Can I keep my MailerLite landing pages? Yes — they keep working as long as MailerLite is active. After full cutover, you'll need to either re-host the page (you can export the HTML and serve it yourself) or rebuild in AcelleMail's Funnels feature.

What about MailerLite automation reports / historical analytics? MailerLite retains data for the life of the account. Plan to either keep a free-tier account active for archive, or export analytics CSVs before cancellation. AcelleMail's analytics starts fresh from day 1 on the new platform — historical data does not migrate.

Does AcelleMail support MailerLite's "Smart Sending" (don't send if user is in another automation)? AcelleMail's Automation 2 supports conditional branching and segment-based exclusions. Rebuild the equivalent logic; the exact node names differ.

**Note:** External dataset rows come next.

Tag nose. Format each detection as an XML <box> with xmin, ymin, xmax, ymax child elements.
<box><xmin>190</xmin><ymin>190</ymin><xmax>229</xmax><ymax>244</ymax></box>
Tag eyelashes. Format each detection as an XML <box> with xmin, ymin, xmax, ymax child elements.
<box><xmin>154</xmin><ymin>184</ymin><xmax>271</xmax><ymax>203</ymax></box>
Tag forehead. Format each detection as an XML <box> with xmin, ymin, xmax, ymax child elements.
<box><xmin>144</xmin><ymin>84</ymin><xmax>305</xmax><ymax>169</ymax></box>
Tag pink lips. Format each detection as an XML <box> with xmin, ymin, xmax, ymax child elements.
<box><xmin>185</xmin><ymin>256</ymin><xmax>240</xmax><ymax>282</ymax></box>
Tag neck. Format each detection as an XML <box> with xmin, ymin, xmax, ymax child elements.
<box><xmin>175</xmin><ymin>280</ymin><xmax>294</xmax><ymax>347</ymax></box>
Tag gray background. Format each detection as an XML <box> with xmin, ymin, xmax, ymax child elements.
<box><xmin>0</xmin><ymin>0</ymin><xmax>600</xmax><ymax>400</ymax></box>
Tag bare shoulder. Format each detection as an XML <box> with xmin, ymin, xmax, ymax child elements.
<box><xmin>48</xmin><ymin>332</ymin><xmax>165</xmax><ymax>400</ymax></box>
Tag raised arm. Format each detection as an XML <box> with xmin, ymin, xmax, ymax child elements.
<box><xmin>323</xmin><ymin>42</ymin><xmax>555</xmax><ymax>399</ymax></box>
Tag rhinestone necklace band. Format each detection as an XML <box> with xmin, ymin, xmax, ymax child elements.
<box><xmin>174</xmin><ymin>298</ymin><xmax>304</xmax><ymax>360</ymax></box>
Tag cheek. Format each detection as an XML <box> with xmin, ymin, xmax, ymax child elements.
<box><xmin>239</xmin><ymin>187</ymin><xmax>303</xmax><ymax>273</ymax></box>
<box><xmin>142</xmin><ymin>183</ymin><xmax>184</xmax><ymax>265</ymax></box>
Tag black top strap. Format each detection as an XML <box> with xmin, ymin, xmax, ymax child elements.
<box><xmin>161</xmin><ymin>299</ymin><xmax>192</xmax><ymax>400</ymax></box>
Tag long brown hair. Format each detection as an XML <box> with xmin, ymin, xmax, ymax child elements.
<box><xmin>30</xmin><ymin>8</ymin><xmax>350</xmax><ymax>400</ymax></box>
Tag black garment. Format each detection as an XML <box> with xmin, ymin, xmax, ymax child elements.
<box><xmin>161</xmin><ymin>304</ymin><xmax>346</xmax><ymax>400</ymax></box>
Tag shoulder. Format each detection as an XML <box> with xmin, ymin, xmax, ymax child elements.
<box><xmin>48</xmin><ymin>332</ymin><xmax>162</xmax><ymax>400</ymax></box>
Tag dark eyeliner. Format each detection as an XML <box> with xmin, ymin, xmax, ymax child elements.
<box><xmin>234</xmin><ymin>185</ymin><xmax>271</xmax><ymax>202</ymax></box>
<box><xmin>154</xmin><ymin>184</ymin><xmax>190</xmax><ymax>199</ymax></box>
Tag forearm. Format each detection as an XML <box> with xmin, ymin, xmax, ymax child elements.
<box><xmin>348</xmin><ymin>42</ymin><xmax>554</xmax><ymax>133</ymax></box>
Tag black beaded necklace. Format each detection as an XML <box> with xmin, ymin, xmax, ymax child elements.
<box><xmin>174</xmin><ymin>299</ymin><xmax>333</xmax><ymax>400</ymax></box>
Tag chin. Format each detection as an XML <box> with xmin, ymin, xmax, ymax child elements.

What if I'm on MailerLite Classic (the older platform)? The export flow is similar but the column names differ slightly. Most of this guide still applies — substitute field names from your specific MailerLite Classic export.

Will my open/click history carry over? No. Engagement history is per-platform and doesn't export. You start at zero — but the subscribers are the same, so your real engagement will reappear quickly.